Chris Marchand served as editor of the Dryden Observer from August 2009 to April 2018.

By Jon Thompson

The DMTS and Dryden Mobility charges are roaming in and this week, Dryden opened its $29-million phone bill to the public.

The draft documents reveal Bell Alliant purchased the landline services of DMTS for $4.3 million. The sale closed on Jan. 1, 2013, by which time Dryden profited $338,537.

The accrued loss on Dryden Mobility, which was sold to TBayTel for $4 million, amounts to $12,379,063.

Under the impression that Dryden Mobility’s fortunes could turn around, the municipality financed half a decade of millions in annual losses through its line of credit as the company bled the city’s reserves. When the dust settles, creditor debt alone will cost $10 million. It will be repaid through annual payments of $1.4 million for seven years beginning in 2014-2015, which will have to be recovered from the city’s budget.
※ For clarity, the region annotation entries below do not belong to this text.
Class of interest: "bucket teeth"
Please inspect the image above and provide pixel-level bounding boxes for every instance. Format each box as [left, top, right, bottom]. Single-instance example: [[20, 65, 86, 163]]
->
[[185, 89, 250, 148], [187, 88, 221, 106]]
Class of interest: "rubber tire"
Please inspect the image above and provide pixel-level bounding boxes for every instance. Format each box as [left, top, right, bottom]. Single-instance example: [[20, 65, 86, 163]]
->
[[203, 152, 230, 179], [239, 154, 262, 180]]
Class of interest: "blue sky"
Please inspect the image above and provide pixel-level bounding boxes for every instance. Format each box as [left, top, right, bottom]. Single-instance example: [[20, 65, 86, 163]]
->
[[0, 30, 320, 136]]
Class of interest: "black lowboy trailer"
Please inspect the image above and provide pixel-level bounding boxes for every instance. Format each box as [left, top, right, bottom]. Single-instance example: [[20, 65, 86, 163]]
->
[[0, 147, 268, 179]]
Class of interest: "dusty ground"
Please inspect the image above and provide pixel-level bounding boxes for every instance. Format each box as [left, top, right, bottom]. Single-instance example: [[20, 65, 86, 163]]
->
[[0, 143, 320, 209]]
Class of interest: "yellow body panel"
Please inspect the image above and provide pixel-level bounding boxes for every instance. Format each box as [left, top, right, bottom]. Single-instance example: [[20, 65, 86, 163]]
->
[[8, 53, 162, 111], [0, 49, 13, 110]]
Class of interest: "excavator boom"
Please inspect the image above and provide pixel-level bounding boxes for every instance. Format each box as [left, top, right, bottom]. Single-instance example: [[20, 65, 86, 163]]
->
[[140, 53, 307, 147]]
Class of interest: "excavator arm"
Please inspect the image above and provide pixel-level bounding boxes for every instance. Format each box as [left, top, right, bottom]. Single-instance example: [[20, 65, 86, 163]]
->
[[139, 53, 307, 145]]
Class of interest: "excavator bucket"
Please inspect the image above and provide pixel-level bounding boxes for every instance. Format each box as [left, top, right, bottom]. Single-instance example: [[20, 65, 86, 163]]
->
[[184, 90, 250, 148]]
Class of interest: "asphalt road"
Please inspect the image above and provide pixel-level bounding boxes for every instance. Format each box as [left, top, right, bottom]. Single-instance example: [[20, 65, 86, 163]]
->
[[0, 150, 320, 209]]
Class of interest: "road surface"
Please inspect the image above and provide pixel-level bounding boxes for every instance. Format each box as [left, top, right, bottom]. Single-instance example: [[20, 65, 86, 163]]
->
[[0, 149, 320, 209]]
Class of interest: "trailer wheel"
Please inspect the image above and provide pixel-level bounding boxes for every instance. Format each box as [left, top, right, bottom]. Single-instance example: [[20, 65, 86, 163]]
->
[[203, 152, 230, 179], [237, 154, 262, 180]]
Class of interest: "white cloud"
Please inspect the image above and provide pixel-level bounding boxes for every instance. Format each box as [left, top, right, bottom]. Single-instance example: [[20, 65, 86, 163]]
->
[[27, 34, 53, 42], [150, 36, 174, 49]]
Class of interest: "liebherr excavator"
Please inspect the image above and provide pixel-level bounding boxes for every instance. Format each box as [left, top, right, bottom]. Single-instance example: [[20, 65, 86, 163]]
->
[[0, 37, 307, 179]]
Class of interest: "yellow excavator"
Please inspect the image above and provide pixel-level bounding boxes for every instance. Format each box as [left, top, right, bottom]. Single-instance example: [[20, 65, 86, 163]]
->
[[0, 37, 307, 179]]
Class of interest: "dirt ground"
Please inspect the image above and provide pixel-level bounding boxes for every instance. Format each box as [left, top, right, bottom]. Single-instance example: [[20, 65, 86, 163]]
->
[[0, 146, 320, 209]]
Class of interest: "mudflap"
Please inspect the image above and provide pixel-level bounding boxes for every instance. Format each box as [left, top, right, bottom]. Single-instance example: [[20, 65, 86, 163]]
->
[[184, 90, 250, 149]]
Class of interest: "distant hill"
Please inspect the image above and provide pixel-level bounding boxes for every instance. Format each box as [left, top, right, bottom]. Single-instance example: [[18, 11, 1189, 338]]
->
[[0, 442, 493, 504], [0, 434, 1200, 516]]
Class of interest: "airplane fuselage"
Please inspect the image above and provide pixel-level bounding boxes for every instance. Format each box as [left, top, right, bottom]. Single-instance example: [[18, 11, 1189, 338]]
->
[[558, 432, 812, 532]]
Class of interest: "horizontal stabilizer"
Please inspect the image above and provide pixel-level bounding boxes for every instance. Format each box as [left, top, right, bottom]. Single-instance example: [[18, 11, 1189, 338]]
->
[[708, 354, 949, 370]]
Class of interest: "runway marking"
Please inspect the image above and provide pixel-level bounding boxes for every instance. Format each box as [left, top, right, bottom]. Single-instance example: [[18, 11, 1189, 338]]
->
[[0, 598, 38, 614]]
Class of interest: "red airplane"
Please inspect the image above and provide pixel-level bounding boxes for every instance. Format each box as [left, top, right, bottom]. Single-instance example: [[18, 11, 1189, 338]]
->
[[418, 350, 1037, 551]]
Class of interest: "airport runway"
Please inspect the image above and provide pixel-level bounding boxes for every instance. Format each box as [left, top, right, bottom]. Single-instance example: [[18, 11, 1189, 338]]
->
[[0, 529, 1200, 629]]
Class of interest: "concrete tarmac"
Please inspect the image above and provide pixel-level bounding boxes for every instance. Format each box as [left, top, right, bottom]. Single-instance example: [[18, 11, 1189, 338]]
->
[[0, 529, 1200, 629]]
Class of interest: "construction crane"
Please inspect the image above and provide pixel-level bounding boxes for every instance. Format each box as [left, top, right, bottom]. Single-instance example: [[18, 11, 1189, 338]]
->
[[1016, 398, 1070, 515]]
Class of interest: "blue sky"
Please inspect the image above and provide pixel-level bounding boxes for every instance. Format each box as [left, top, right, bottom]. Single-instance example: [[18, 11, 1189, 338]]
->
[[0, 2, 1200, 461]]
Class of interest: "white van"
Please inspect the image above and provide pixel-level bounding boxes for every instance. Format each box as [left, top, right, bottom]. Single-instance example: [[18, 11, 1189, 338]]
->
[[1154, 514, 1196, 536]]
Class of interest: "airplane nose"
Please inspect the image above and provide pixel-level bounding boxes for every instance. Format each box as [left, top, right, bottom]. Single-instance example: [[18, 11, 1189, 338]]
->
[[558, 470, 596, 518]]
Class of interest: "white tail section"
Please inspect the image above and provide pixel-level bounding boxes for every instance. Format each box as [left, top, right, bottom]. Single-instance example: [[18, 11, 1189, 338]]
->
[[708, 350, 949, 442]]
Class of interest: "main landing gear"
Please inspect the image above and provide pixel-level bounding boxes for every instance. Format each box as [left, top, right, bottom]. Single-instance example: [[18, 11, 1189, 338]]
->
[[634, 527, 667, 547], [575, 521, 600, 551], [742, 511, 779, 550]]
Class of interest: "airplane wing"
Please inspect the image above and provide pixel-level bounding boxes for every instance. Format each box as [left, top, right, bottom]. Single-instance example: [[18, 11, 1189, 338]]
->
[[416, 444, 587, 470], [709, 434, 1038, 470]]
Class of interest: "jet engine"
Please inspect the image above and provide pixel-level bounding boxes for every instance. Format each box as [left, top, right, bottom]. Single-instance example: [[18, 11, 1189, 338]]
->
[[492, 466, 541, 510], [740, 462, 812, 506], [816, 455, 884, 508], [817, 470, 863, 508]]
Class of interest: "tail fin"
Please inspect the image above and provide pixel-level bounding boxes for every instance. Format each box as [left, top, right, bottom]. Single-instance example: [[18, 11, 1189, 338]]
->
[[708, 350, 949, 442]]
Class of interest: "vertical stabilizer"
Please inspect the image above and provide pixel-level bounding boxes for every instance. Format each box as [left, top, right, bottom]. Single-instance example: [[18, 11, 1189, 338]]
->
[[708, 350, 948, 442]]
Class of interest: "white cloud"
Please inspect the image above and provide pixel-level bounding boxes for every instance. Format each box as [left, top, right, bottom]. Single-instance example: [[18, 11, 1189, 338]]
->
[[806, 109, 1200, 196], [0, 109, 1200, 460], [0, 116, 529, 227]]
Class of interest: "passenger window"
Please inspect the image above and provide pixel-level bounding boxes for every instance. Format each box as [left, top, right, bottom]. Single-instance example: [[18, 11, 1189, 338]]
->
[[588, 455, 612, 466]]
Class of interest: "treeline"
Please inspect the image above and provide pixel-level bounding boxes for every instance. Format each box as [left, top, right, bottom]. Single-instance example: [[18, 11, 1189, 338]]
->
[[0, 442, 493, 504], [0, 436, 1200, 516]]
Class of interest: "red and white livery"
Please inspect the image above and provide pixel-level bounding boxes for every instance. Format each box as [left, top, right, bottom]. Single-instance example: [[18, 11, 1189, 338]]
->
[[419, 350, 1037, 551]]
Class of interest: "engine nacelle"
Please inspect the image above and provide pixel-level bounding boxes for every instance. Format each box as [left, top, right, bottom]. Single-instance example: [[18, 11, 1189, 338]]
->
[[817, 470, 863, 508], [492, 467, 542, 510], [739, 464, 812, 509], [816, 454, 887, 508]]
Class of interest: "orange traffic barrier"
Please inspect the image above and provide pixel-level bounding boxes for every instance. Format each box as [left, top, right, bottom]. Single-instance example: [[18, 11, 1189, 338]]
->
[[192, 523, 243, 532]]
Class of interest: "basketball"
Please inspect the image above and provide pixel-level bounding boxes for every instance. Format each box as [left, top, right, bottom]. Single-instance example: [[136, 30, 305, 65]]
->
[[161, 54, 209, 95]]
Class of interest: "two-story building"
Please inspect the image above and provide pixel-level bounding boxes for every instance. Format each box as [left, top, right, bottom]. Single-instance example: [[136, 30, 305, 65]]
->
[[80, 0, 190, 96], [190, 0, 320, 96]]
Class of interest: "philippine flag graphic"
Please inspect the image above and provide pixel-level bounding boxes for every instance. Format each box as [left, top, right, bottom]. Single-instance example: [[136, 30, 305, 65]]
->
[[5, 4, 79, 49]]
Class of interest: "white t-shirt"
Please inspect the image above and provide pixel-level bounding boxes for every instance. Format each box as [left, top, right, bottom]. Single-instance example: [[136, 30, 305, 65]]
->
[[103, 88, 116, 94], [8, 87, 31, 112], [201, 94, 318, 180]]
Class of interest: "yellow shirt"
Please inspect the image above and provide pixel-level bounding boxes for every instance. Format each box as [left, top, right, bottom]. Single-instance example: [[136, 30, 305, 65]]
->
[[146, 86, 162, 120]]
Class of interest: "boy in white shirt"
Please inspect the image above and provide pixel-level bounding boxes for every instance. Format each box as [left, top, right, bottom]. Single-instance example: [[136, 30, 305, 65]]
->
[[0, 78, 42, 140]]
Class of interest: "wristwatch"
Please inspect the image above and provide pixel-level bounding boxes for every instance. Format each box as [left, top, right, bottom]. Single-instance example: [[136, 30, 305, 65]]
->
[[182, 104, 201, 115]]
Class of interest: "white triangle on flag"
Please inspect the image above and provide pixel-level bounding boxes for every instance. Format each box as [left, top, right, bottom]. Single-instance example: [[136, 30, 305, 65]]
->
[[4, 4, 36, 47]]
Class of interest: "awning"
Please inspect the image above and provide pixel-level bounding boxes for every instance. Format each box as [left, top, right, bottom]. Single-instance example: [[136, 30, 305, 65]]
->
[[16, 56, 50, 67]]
“It’s obvious that the accumulated deficits of Dryden Mobility are not something we’re ever going to make back by providing a surplus. Our municipal budget is meant to be balanced including all operating expenses,” said city manager Joe van Koeverden.

In 2007, the city was offered $15 million to sell Dryden Mobility but instead invested $25 million in a gamble that has become the lion’s share of a debt nearly equivalent to nearly two years of running the entire city.

Dryden Mobility accumulated a deficit of $8,345,641 in 2012 alone, nearly double the $4,536,809 it sunk in 2011 for a total deficit of $20,724,704. Van Koeverden estimates that deficit will take a quarter of a century to pay down.

The post-closing costs of Dryden Mobility and DMTS alone will cost the city $3,320,510 in 2013, which will be included in the 2013-2014 budget.

Van Koeverden pointed out inexpertise at the political and technological levels perpetrated a “calamity of errors” as the city invested in a product that never could have been profitable in a market of this size. Moreover, he said, both council and administration were warned.

“There wasn’t proper management oversight from this office, to be honest. There was a strong voice in council, which kept telling people this would work. Council continually moved ahead and operated behind closed doors thinking this would eventually turn a corner even though they were provided with reports that said otherwise.”